Questi dispositivi sono in grado, mediante un elemento termosensibile, di attivarsi rapidamente in seguito all’innalzamento della temperatura e la loro taratura, di solito compresa tra i 57°C e i 77°C, li rende efficaci per agire nei primi momenti dello sviluppo dell’incendio. Una volta attivati, gli sprinkler ESFR distribuiscono a pioggia una portata d’acqua determinata su una superficie di ampiezza variabile a seconda delle caratteristiche progettuali.

Oltre agli sprinkler ESFR i poli logistici costruiti da AKNO sono anche dotati di rilevatori di fumo e altri dispositivi certificati REI 120, ossia in grado di garantire per due ore la stabilità strutturale, la limitazione dell’espansione dei fumi e il rallentamento della trasmissione del calore generato dall’incendio alle altre parti dell’edificio.

Infine, occorre ricordare un altro elemento chiave per garantire un’efficace protezione antincendio, ossia la gestione della manutenzione.

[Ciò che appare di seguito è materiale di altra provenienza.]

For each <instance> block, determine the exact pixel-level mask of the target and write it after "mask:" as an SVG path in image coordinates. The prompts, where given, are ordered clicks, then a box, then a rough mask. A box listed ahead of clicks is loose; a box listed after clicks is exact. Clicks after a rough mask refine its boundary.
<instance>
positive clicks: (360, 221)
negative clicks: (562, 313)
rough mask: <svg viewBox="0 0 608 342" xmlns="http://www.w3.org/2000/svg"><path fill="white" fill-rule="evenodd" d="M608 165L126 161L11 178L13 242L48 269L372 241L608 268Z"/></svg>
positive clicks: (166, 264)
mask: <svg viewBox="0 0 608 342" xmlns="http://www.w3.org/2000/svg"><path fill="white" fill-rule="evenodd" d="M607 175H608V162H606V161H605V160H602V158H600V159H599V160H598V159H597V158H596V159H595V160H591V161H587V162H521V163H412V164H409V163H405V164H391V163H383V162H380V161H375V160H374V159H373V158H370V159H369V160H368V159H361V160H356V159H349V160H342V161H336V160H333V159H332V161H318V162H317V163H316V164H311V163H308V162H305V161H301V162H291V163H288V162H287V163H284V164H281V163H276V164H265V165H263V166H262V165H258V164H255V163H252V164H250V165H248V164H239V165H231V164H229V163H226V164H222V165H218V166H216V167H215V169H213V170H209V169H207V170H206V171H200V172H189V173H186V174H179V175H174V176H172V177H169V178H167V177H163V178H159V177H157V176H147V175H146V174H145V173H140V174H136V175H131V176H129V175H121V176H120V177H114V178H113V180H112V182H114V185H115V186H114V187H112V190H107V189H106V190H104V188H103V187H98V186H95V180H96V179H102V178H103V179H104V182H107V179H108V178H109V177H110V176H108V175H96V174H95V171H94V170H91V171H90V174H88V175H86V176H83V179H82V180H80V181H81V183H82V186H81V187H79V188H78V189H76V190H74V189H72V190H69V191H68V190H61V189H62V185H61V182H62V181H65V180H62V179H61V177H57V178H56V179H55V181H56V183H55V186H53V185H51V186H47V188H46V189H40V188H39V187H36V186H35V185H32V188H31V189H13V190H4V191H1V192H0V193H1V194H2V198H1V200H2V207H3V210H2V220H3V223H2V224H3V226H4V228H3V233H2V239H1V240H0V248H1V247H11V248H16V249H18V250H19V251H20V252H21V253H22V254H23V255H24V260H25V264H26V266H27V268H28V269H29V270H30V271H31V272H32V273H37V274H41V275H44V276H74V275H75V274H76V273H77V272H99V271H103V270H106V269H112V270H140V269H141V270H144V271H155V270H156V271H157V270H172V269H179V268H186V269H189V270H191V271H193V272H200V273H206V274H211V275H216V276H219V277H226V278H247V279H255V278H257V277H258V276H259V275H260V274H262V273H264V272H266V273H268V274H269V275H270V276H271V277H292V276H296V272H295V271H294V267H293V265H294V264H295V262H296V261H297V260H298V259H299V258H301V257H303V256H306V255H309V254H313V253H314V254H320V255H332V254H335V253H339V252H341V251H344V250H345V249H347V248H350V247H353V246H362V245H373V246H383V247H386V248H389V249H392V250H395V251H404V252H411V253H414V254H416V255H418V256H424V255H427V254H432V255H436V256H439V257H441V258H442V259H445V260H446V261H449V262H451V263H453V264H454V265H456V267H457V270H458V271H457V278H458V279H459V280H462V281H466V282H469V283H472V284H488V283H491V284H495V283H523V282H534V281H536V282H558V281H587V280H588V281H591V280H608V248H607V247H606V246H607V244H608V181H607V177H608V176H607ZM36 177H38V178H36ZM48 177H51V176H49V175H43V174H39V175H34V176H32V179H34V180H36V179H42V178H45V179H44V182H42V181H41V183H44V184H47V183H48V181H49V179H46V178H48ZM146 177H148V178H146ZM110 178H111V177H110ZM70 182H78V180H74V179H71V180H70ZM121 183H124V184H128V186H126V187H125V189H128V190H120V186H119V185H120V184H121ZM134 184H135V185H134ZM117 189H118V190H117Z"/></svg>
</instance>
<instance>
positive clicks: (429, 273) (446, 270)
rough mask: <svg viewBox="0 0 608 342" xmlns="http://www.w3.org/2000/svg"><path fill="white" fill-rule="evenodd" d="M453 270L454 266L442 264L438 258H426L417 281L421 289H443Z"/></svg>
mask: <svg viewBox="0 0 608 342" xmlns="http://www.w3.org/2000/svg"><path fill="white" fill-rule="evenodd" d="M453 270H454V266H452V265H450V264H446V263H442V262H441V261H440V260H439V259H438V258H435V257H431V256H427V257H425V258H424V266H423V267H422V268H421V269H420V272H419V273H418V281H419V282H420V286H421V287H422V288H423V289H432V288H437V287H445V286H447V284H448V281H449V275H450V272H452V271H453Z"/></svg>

Infatti, perché un impianto di rilevazione e spegnimento incendi sia sempre in piena efficienza occorre naturalmente garantire che tutti gli elementi che lo compongono siano manutenuti in modo accurato.

AKNO, di conseguenza, oltre a progettare e costruire poli logistici e business park con attenzione alla sicurezza e alla tutela dell’ambiente, si occupa anche della gestione di patrimoni immobiliari e di singole strutture, per garantire la massima efficienza a costi contenuti.